Nobel Peace Prize winners focused on human rights in Ukraine

Nobel Peace Prize winners focused on human rights in Ukraine

Oslo — Ales Bialiatski, a human rights activist currently imprisoned in Belarus, along with which human rights organizations, the group Memorial in Russia, and the Ukraine Center for Civil Liberties, were announced as the 2022 Nobel Peace Prize winners on Friday at the Norwegian Nobel Institute in Oslo, Norway.

Ales Bialiatski, a Belarusian human rights activist, is received the Franco-German Prize for Human Rights and the Rule of Law on December 11, 2019 in Minsk by the French and German ambassadors to Belarus, Didier Canesse and Manfred Huterer. SERGEI GAPON/AFP courtesy of Getty Images

All of the organizations have sought to draw attention to human rights violations in Ukraine, Russia, and Russia’s close ally Belarus in the context of President Vladimir Putin’s ongoing war in Ukraine.

They have made an extraordinary effort to chronicle war crimes, violations of human rights, and abuses of authority. Together, they highlight the importance of civil society for peace and democracy “Berit Reiss-Andersen, the head of the Norwegian Nobel Committee, said reporters.

The Nobel Committee immediately demanded the release of Bialiatski, who is currently imprisoned on tax evasion accusations in his home Belarus.

Reiss-Andersen told reporters, “Our message is an urgent request to the Belarusian authorities to free Mr. Bialiatski so that he can travel to Oslo and accept the distinction bestowed upon him.”

The Norwegian Nobel Committee has decided to present the 2022 Nobel Peace Prize to Belarusian human rights activist Ales Bialiatski, Russian human rights organization Memorial, and Ukrainian human rights organization Center for Civil Liberties. #NobelPrize photograph: 9YBdkJpDLU

— Nobel Prize announcement on October 7, 2022

NATO Secretary-General Jens Stoltenberg tweeted his congratulations to the victors, stating that “the right to speak truth to power is essential to free and open societies.”

In March, Russian authorities led by Vladimir Putin raided the headquarters of Memorial, one of Russia’s oldest and most important human rights organizations.

“The police refused to let me and my attorney in without explanation, and when I refused to let in reinforcement cops wearing bulletproof vests and masks, they threatened to use force,” stated the chairman of International Memorial at the time, Yan Rachinsky. This is the current state of justice in the Russian capital.

Members of the human rights organization Memorial attend a press conference in their Moscow office on November 18, 2021, as the Putin dictatorship moves to disband the group. via Getty Images: ALEXANDER NEMENOV/AFP

The prize has frequently highlighted organizations and activists attempting to avert conflicts, alleviate suffering, and defend human rights.

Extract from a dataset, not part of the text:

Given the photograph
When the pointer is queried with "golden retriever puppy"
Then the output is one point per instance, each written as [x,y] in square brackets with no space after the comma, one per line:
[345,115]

Since obtaining the award, last year’s awardees have endured adversity. Dmitry Muratov of Russia and Maria Ressa of the Philippines have defied government efforts to muzzle them by battling for the survival of their journalistic enterprises.

Last year, they were awarded for “their efforts to protect freedom of expression, a prerequisite for democracy and sustainable peace.”

Journalists receive the Nobel Peace Prize at 01:50

Muratov auctioned off his prize to generate funds for Ukrainian child refugees this summer. It sold for $103.5 million, breaking the previous record for a Nobel Prize.

Monday marked the beginning of a week of Nobel Prize announcements, with the Swedish scientist Svante Paabo winning the prize in medicine for uncovering the mysteries of Neanderthal DNA, which provided crucial insights into our immune system.
Tuesday, three scientists earned the prize in physics jointly. Quantum entanglement is a phenomena demonstrated by the Frenchman Alain Aspect, the American John F. Clauser, and the Austrian Anton Zeilinger. This phenomenon can be utilized for specialized computing and information encryption.
The Nobel Prize in chemistry was awarded to Americans Carolyn R. Bertozzi and K. Barry Sharpless, and the Danish scientist Morten Meldal on Wednesday for developing a method of “snapping molecules together” that can be used to explore cells, map DNA, and design drugs that can more precisely target diseases such as cancer.
Thursday, French author Annie Ernaux was awarded this year’s Nobel Prize in literature. The panel praised her for bravely mining her experiences as a working-class woman to analyze life in France since the 1940s in books that combine fiction and autobiography.
On Monday, the 2022 Nobel Prize in economics will be announced.
On December 10, 10 million Swedish kronor (about $900,000) in cash rewards will be awarded. The funds were provided by the prize’s originator, Swedish inventor Alfred Nobel, in his will in 1895.